En outre, les motifs de suspension de l’instruction ne sont pas clairs, notamment pour ce qui concerne l’application de la loi d’amnistie. Les circonstances du décès des parents des requérants n’ont pas non plus été correctement établies. Qui plus est, alors que les militaires avaient non seulement tué les deux proches parents des requérants, mais aussi emporté puis mutilé les corps de ceux-ci à l’aide d’explosifs, les activités de ces soldats le 27 octobre 2001 n’ont pas fait l’objet d’un examen adéquat.

Au vu du des éléments dont dispose la Cour, les requérants, qui ne se sont jamais vu accorder le statut de victime, n’ont été informés qu’occasionnellement des nouveaux éléments de l’enquête et n’ont eu aucune chance réaliste d’avoir accès au dossier de l’affaire. Ils ont donc été concrètement exclus de l’action pénale.
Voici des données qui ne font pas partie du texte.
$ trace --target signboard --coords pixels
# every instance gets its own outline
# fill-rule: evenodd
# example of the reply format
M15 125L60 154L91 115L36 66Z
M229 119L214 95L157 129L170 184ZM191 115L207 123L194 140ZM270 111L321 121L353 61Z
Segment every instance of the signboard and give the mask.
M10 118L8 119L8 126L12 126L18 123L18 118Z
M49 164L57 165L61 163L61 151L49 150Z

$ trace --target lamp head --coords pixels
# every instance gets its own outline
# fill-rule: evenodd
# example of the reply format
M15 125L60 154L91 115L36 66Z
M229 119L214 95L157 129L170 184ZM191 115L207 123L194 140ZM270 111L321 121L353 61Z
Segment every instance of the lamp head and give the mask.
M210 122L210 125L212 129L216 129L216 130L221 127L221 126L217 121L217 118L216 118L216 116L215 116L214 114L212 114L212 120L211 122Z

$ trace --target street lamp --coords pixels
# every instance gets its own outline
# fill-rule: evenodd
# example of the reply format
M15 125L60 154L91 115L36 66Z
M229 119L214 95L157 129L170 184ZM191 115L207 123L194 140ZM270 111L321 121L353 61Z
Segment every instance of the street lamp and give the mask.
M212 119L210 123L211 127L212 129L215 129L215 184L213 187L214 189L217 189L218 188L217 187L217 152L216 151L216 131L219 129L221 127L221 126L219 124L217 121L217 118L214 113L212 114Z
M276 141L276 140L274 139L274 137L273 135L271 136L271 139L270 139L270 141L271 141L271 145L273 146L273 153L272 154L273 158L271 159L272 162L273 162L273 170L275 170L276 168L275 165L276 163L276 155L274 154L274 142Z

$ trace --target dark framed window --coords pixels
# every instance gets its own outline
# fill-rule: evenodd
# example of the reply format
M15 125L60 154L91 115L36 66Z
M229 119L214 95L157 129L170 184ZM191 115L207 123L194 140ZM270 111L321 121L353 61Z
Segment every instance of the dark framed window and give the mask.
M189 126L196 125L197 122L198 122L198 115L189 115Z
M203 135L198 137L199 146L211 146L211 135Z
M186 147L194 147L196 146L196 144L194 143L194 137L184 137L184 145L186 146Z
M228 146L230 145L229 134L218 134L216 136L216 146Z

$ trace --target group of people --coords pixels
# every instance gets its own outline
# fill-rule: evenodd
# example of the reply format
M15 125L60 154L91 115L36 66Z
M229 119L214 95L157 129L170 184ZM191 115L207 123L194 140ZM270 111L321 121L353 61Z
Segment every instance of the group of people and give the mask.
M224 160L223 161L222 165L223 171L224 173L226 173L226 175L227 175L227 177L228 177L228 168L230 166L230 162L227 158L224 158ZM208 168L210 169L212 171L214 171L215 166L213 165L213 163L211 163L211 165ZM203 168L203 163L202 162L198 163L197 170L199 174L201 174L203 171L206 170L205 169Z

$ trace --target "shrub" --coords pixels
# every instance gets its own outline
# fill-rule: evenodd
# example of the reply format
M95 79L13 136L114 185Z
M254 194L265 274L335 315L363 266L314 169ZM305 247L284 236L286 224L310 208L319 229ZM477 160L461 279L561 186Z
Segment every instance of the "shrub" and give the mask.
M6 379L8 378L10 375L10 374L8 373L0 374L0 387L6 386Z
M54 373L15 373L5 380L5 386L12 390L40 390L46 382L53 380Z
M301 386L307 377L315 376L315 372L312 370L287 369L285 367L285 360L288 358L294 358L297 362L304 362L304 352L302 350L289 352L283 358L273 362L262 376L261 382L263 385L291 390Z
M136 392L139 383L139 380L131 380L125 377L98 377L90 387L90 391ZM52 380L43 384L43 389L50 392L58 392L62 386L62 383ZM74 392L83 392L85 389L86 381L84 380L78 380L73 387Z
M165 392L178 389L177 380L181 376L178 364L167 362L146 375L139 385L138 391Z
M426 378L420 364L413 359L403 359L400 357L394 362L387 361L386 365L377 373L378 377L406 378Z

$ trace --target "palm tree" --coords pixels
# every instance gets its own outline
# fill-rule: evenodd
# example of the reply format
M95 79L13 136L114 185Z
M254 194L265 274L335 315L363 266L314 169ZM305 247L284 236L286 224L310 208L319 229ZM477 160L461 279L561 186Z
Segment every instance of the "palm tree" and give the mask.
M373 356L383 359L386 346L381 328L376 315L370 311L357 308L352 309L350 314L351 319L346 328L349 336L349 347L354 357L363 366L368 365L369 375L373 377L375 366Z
Tirant des conclusions du refus de communication du dossier par le Gouvernement, la Cour estime que les autorités n’ont pas mené d’enquête approfondie et effective sur les circonstances du décès d’Amkhad Guekhaïev et de Zalina Mejidova, ce qui est constitutif, sous ce chef aussi, d’une violation de l’article 2.

Article 3

Souffrances morales alléguées des requérants

La Cour ne doute pas que le décès de leurs proches a été source de profondes douleurs pour les requérants. Toutefois, compte tenu de sa jurisprudence sur le phénomène spécifique des disparitions, elle estime que rien ne permet de conclure à la violation de l’article 3. Partant, il n’y a pas eu violation de cette disposition.

Article 5

Il peut être déduit des observations des parties que le décès des parents des requérants est intervenu moins de deux jours après l’attaque. Pour la Cour, la voiture ayant été mitraillée et ses occupants ayant subi de multiples blessures par balles constatées ultérieurement par des médecins légistes, il y a tout lieu de penser que Amkhad Guekhaïev et Zalina Mejidova sont morts immédiatement ou au lendemain de l’incident. Dans ces conditions, la Cour estime que les requérants n’ont pas été détenus en violation des dispositions de l’article 5, lesquelles n’ont donc pas été méconnues.

Article 13

Au vu des constats ci-dessus, la Cour conclut à la non-violation de l’article 13 combiné avec les articles 5 et 3.

Elle estime toutefois que dans des cas où, comme en l’espèce, l’enquête pénale sur un décès est inefficace et que, de ce fait, les autres recours qui auraient pu être ouverts perdent tous de leur effectivité, l’Etat manque à ses obligations. Partant, il y a violation de l’article 13 combiné avec l’article 2.

Article 14

La Cour relève qu’il n’a été produit aucun élément établissant que les requérants aient été traités différemment des personnes se trouvant dans une situation analogue sans justification objective et raisonnable, ni qu’ils aient jamais soulevé ce grief devant les autorités nationales. Partant, il n’y a pas eu violation de l’article 14.

Article 38 § a)

La Cour rappelle que, à plusieurs reprises, elle a prié le Gouvernement de communiquer copie du dossier de l’instruction sur le décès des proches des requérants. Elle estimait que les pièces de ce dossier étaient cruciales aux fins de l’établissement des faits. Elle juge insuffisants les motifs avancés par le Gouvernement pour refuser de communiquer ces éléments.

Soulignant l’importance que revêt la coopération des Etats défendeurs dans le cadre des procédures relevant de la Convention et consciente des difficultés qu’implique l’établissement des faits dans les affaires de cette nature, la Cour conclut que, en s’abstenant de communiquer les documents demandés, le Gouvernement a manqué aux obligations auxquelles il était tenu en vertu de l’article 38 § 1.